The emails show Matthews decided to issue the member with a notice of investigation rather than a suspension.
Labour International then started a petition among its members calling for the party to suspend the member, securing 289 signatures. The member was finally suspended in March 2018, 16 months after the original complaint.
Matthews declined to comment due to confidentiality obligations, but a source close to the compliance unit at the time accepted that the unit took too long to take action, saying it was overwhelmed by an unprecedented volume of complaints.
The source claimed that compliance unit staff feared ending up on a collision course with NEC members and Corbyn’s office over disciplinary cases, and called on the Equality and Human Rights Commission to use the powers available to it to investigate.

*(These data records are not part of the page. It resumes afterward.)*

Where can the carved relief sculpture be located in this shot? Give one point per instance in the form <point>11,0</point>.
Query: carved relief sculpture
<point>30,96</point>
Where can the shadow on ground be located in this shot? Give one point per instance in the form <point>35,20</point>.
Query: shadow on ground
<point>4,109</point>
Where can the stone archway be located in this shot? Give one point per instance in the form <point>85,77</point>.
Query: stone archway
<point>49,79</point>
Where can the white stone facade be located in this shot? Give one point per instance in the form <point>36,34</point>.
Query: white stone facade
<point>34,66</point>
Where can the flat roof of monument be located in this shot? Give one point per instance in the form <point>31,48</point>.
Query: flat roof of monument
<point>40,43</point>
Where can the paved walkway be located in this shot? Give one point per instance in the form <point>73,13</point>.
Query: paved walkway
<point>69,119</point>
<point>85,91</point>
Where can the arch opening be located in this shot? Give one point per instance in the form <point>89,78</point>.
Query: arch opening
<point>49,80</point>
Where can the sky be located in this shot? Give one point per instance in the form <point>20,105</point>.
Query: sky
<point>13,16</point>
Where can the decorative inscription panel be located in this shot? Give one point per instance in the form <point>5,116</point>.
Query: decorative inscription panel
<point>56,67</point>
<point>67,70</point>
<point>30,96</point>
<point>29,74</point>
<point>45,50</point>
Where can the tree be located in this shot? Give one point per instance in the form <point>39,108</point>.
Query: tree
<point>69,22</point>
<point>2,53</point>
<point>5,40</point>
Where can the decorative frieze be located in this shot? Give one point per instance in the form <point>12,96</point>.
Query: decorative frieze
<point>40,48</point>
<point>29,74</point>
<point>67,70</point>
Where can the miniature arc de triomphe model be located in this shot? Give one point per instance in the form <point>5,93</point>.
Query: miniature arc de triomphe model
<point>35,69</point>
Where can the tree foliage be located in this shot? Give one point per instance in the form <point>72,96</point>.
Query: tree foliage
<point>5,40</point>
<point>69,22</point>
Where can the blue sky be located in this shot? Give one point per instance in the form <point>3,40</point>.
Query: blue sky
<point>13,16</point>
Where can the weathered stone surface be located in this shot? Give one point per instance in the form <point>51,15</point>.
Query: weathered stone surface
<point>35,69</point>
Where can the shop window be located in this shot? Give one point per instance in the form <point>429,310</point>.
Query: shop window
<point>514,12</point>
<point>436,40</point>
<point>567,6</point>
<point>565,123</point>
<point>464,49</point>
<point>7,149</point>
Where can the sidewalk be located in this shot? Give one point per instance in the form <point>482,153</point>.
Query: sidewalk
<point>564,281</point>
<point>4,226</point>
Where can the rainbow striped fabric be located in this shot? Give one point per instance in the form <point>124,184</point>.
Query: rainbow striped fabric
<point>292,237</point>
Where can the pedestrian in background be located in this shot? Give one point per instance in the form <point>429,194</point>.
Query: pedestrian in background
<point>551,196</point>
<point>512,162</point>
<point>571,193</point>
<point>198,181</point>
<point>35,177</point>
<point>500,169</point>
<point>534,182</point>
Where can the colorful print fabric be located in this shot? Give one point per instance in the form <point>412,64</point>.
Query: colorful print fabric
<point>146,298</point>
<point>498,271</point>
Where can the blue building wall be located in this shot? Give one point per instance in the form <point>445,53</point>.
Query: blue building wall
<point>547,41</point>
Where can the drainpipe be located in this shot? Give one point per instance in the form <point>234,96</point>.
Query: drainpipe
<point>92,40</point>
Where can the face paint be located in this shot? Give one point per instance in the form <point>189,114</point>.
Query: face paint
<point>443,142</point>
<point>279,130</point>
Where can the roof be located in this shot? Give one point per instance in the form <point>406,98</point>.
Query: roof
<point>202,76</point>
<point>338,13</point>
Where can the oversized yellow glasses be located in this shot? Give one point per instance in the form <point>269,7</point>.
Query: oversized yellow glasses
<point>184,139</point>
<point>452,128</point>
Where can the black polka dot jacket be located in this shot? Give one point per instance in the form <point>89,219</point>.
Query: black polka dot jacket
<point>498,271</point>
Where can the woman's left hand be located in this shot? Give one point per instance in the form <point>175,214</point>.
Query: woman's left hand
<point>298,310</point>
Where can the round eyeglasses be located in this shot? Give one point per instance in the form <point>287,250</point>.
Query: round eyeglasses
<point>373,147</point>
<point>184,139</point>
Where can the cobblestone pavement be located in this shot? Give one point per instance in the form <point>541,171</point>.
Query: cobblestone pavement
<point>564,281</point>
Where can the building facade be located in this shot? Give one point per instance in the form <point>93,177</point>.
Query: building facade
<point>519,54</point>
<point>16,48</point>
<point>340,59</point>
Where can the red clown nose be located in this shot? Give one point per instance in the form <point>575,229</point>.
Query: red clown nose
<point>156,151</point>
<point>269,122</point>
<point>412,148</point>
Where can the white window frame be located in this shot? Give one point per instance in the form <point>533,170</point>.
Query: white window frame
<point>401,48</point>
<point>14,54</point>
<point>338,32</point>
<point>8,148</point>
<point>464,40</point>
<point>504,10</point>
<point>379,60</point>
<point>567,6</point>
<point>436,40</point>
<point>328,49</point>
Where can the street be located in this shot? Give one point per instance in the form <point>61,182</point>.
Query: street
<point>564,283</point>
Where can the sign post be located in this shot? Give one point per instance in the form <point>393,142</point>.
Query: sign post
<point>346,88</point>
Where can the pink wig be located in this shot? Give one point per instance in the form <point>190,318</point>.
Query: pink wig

The former Labour official who passed BuzzFeed News the emails said: “It is completely unacceptable that it took so long for the compliance unit to suspend members who had defended the blackshirts and suggested the Holocaust was a hoax. It should have been immediately clear that these cases merited suspensions.”
A third case reveals for the first time how Labour’s compliance unit failed to launch a formal investigation into former London mayor Ken Livingstone over comments he made while on suspension, despite attempts by Corbyn’s office to step up disciplinary action.
According to the emails, in January 2018 the Jewish Labour Movement raised concerns with Murray that Livingstone was due to be readmitted to the party in April that year, as his suspension for his comments linking Hitler to Zionism was due to come to an end.
The emails show Labour’s compliance unit had received a number of further complaints about comments made by Livingstone in interviews after his hearing at the party’s National Constitutional Committee in April 2017, but failed to order a formal investigation in the nine months that followed.
Compliance unit official John Stolliday confirmed in an email to Murray: “A second suspension was not applied, so he will come back into membership in April.”
“The Party received a small number of complaints about his comments after the NCC hearing. We haven’t formally opened a new investigation yet, and that is a conversation we will have over here,” he wrote.
Stolliday said that the situation meant that Livingstone was due to be “unsuspended shortly before the local elections”. He said he recognised this was “not ideal in terms of campaigning”.
Murray then asked Stolliday if Livingstone’s existing suspension could be extended. She wrote that it would be “disastrous for him to be reinstated as a member just two weeks before the local elections” and requested that the compliance unit inform her of its decision.
Yet Livingstone faced no action until March when he eventually had his suspension extended, nearly a whole year after the new complaints were received and two months after Murray’s request.
Stolliday also declined to comment due to confidentiality obligations but a source close to the compliance unit at the time said that while a formal investigation was not launched, the unit was looking into Livingstone’s comments.
The source insisted that the complaints were taken seriously and that the new investigation was not delayed, and stressed that Livingstone remained suspended throughout the process.
The former Labour official who passed BuzzFeed News the emails said: “Even after Laura Murray’s intervention, it still took the compliance unit another two months to extend Ken Livingstone’s suspension, and that was nearly a year after they received the complaints. All the time the possibility of Livingstone being reinstated meant the party was being dragged through the mud in the press.”
A Labour Party spokesperson said: "The Labour Party takes all complaints of antisemitism extremely seriously and we are committed to challenging and campaigning against it in all its forms.”
A Labour Party source told BuzzFeed News that since becoming general secretary Jennie Formby has sped up the process for dealing with anti-Semitism complaints. Between April 2018, when Formby joined, and January 2019, 96 members were handed suspensions and 12 were expelled.